There are several limitations in this study. First, the data were only from the one university hospital. In the future, a multicenter study with a larger sample size is needed. Second, for the quantitative phase, CR barriers were assessed only the day before patients discharge. Barriers might change after patients return to their usual life. Therefore, a continues assessment after the patients’ discharge could provide more information. Finally, researcher’s personal lens might impact the interpretation of the qualitative themes. Therefore, in order to minimize this impacts, two researchers with interdisciplinary background read the transcripts independently and came to consensus about themes.

6 Conclusion

This mixed methods study involves collecting both quantitative and qualitative data and intentionally integrating the data to provide a better understanding of the barriers to hospital-based phase II CR program among CHD patients in the Chinese context. Both of the quantitative and qualitative phases confirmed that logical factors, such as distance, transportation, program cost, misunderstanding of CR, and time conflict are main barriers to participate in CR. Qualitative results provides a deep explanation about these barriers and also discovered that impressions on CR team and psychosocial distress and specific personality are barriers.

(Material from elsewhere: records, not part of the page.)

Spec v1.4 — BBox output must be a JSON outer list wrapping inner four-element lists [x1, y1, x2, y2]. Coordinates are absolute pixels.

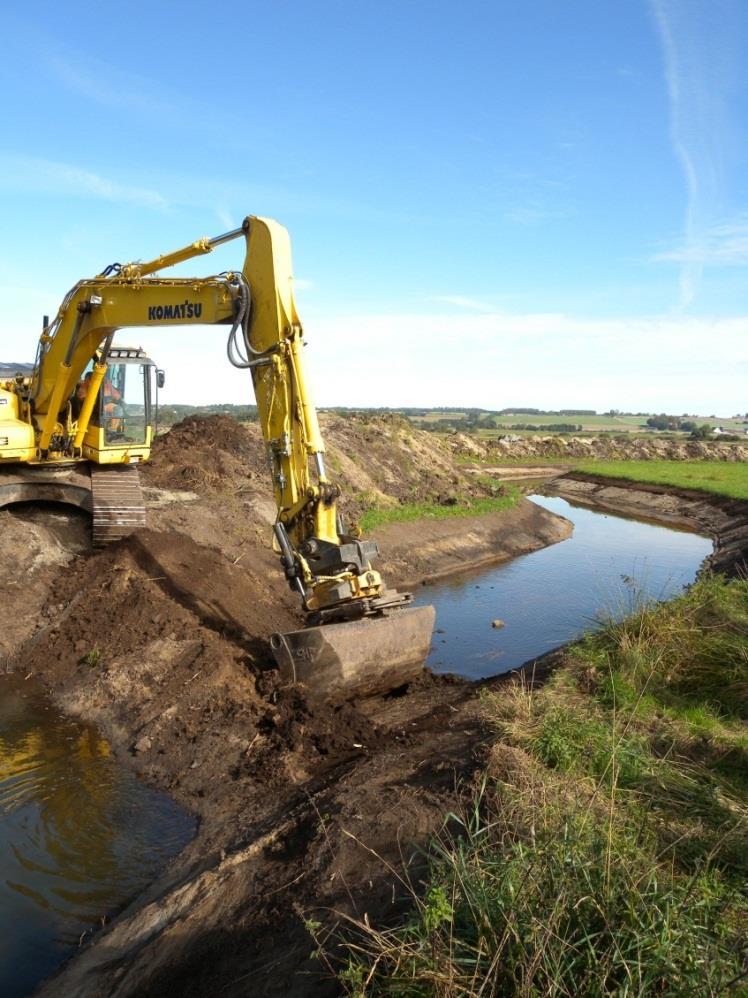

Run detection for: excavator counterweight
[[0, 216, 434, 700]]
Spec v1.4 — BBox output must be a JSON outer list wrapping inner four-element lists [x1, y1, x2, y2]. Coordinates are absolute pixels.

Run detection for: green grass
[[574, 461, 748, 499], [359, 483, 522, 534], [311, 577, 748, 998]]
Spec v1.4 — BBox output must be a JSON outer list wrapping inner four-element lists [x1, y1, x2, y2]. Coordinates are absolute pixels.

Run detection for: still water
[[416, 496, 712, 679], [0, 675, 195, 998]]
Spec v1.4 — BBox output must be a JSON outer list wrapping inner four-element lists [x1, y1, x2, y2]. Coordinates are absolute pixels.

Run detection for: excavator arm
[[20, 216, 434, 693]]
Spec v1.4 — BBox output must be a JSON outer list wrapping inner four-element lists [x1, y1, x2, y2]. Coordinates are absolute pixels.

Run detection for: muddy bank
[[547, 472, 748, 576], [3, 417, 571, 996], [19, 501, 571, 996], [373, 499, 574, 588]]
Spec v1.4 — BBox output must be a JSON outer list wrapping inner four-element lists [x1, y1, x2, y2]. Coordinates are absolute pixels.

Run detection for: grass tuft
[[360, 485, 522, 534], [314, 577, 748, 998]]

Therefore, intervention programs purposed on increasing participate rate should focus on how to overcome these barriers. Some innovative methods such as home-based CR, mobile health, and hybrid program might be effective to overcome some of these barriers and improve the participate rate. In addition, psychological and social assessment are needed to evaluate the psychosocial status of patients and some psychosocial interventions might be conducted to transform their cognition problems and build trusted healthcare providers-patient relationship.

Abbreviations

CHD:Coronary Heart Disease 

CVDs:Cardiovascular Diseases 

CR:Cardiac Rehabilitation 

PCI:Percutaneous Coronary Intervention 

CABG:Coronary Artery Bypass Grafting

AMI:Acute Myocardial Infarction

STEMI:ST-elevation Myocardial Infarction 

CRBS:Cardiac Rehabilitation Barriers Scale 

COVID-19: Coronavirus disease 2019

CCU:Coronary care unit 

Declarations

Ethics approval and consent to participate

Ethical approval for this study was obtained from the Ethics Boards of the Second Affiliated Hospital of Shantou University Medical College (Reference no. 2020-49). Written informed consent was obtained from the participants in the process of recruitment before the data collection.

Consent for publication

Not Applicable.

Availability of data and materials

The datasets generated and/or analyzed during the current study are not publicly available due to confidentiality but are available from the corresponding author on reasonable request.

Competing interests

The authors declare that they have no competing interests.

Funding

This study was funded by the Shantou Health Bureau, project no. 2020-58-23.

Authors' contributions

XXQ and HL:Made substantial contributions to conception and design, or acquisition of data, or analysis and interpretation of data; All authors involved in drafting the manuscript or revising it critically for important intellectual content; All authors read and approved the final manuscript submitted.

Acknowledgements

The authors would like to acknowledge the participants of this study for their time and honesty. The authors also thank staff members at the CR center for their assistance with participant recruitment.